Garbage Collection with Weak References, Maps and O/S Resource Finalisation

Garbage collection is a way of managing the most general class of store, commonly called the heap, in which objects are allocated and deallocated in an arbitrary order. It’s a critical part of the runtime of any programming language.

The Ginger garbage collector is a relatively standard stop-and-copy, Cheney style collector. The key features are:

  • It is a ‘stop the world’ collector.
    • This has the disadvantage of unpredictable pauses in execution.
    • But it is relatively straightforward to implement.
  • It is a copying, compacting collector that moves stores around on each collection.

    • This has the advantage that deciding where to allocate is quick.
    • And the disadvantage that store moves, so it’s unsuitable for integrating with store managed by C/C++ allocators.
    • And the disadvantage that it copies from used to unused semi-spaces, and the unused semi-spaces is a storage overhead. In a naive implementation this overhead is as much as a factor of 2.
  • Unreachable store is not traced.

    • Which has the strong advantage that the cost of a garbage collection only depends on the amount of store that survives a collection.
    • The big benefit is that the garbage collector can dynamically expand and reduce the store in use to maintain a fixed ratio between the time spent garbage collecting and the time spent doing useful work. This self-tuning works under a wide range of practical circumstances.
  • It’s a precise collector that collects circular chains of references and supports weak references and weak tables.

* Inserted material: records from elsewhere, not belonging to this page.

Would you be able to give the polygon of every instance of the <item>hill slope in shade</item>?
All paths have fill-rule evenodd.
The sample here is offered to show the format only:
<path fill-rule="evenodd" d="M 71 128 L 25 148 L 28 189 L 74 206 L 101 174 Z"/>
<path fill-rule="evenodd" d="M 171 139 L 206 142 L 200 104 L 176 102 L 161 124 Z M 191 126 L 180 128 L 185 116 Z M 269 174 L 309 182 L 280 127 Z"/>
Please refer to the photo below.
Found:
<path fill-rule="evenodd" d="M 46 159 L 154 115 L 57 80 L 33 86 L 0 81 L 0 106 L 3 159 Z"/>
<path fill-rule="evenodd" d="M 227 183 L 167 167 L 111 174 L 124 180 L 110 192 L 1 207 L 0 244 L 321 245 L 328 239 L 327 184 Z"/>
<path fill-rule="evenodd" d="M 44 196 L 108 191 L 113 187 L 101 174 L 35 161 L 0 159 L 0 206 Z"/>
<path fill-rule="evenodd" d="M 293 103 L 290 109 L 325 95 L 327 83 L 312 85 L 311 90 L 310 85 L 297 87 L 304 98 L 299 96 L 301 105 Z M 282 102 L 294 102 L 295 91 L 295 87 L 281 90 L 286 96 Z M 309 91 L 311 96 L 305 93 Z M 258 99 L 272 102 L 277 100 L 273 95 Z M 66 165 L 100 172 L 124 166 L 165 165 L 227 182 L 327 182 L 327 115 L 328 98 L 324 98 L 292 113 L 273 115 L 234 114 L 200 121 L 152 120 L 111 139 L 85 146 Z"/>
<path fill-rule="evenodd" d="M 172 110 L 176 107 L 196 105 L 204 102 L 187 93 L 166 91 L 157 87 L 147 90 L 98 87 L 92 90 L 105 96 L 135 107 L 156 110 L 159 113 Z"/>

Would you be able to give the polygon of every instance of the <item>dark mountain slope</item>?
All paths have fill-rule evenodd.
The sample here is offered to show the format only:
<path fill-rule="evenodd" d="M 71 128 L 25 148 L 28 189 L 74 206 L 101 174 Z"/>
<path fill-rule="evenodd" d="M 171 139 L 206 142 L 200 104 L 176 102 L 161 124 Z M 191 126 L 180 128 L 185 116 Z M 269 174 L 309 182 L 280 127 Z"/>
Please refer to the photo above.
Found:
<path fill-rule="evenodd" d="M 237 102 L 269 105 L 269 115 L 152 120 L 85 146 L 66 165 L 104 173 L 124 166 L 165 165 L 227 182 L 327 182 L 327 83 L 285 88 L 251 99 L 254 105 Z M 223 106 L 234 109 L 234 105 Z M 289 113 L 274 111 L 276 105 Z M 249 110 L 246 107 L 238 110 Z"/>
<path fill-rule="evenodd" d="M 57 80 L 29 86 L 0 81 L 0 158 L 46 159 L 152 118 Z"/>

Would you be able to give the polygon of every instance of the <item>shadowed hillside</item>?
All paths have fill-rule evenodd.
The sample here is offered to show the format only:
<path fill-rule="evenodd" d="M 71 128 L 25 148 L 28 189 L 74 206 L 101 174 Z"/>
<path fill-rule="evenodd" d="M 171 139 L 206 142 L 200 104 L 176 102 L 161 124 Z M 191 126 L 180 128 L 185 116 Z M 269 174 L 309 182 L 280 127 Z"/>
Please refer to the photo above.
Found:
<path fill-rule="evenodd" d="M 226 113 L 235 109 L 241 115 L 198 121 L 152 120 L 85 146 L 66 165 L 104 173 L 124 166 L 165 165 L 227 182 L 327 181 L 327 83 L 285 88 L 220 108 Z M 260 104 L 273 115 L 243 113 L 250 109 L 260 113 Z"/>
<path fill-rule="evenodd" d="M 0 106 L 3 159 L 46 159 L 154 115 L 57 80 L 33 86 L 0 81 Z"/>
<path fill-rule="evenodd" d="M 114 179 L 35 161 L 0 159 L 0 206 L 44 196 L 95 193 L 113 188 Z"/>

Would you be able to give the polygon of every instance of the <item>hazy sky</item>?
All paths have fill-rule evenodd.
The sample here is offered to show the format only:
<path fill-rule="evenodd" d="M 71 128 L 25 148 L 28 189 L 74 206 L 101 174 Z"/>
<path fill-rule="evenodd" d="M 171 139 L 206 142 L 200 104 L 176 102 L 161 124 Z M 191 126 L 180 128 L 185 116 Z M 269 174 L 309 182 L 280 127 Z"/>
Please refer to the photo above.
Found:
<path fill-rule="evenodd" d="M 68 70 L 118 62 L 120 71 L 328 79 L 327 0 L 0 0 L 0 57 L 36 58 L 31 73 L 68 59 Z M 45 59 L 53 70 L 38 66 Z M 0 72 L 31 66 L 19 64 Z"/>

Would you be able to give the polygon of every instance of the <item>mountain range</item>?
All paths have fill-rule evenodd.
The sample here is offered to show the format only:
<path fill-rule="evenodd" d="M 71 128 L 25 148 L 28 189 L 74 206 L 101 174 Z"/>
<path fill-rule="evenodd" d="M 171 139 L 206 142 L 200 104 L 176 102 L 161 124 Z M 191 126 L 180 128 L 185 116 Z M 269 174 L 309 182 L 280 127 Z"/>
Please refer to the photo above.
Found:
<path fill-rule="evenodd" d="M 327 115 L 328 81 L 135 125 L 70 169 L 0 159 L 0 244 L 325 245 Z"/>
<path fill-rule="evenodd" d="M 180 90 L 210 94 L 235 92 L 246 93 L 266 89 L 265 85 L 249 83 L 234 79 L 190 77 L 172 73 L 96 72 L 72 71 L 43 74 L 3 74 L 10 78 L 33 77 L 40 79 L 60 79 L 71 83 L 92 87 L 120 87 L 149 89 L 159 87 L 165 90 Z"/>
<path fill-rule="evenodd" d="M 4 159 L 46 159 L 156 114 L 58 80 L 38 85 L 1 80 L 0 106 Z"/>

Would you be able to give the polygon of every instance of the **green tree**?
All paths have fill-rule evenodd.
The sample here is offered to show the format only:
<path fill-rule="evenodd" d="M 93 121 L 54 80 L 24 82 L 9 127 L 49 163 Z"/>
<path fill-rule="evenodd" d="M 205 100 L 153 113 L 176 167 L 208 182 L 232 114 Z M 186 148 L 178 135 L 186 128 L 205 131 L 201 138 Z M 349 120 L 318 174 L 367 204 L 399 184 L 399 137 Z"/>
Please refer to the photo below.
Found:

    • The advantage is that it collects all dead store on each collection.
    • Weak tables are also a vital tool for programmers, allowing objects to be given additional ‘sparse’ properties. But they require special support from the collector.
  • Lightweight heap usage

    • The GVM implementation adopts the position that the heap is flexible but expensive to manage. So it allocates many objects out of heap (e.g. symbols, streams).
    • This means that the heap population is lower than might be expected, which means that garbage collections are faster.
    • And the design of heap objects emphasises them being flat, making copying (the expensive part of the collection) faster and reducing the overhead associated with processing individual heap objects.
    • The overall result is a quick garbage collection.

Enhancements to the Garbage Collector

The following enhancements are planned and are likely to be implemented in the order they are described below.

Operating system resources such as file handles, sockets and pipes are in limited supply and care must be taken to close them. The current garbage collector already closes any o/s resources that are eligible for garbage collection. However, it is important that when the runtime system attempts and fails to allocate a resource that it immediately schedules a garbage collection in an attempt to claw back some of those resources. Only if that fails to close any resources of the right type, may the runtime system fail (typically with an alternative return).

Large heap objects present performance problems to the GVMs copying garbage collector. Unless handled specially, a large object will be copied on each garbage collection. The improvement we have planned is to allocate large objects in their own ‘cage’, of which they are the single member, which is flagged as being a pinned (non-copying) cage. [Status: designed]

One of the problems of garbage collection based runtime systems is their tendency to create unpredictable pauses in execution. One of the ways in which this disadvantage can be lessened is by scheduling a ‘speculative’ garbage collection when the virtual machine is waiting on i/o. The key property of a speculative garbage collection is that it can be immediately abandoned without significant penalty. Nor will a speculative garbage collection be performed if the heap isn’t sufficiently full.

We intend to provide a speculative garbage collector which will either be run automatically or on a one-off basis (‘the next “wait” is an opportunity for a speculative garbage collection’). For testing purposes it will be possible to force a speculative collection but in the ordinary way the runtime will ignore requests if the heap’s usage falls below a (configurable) threshold.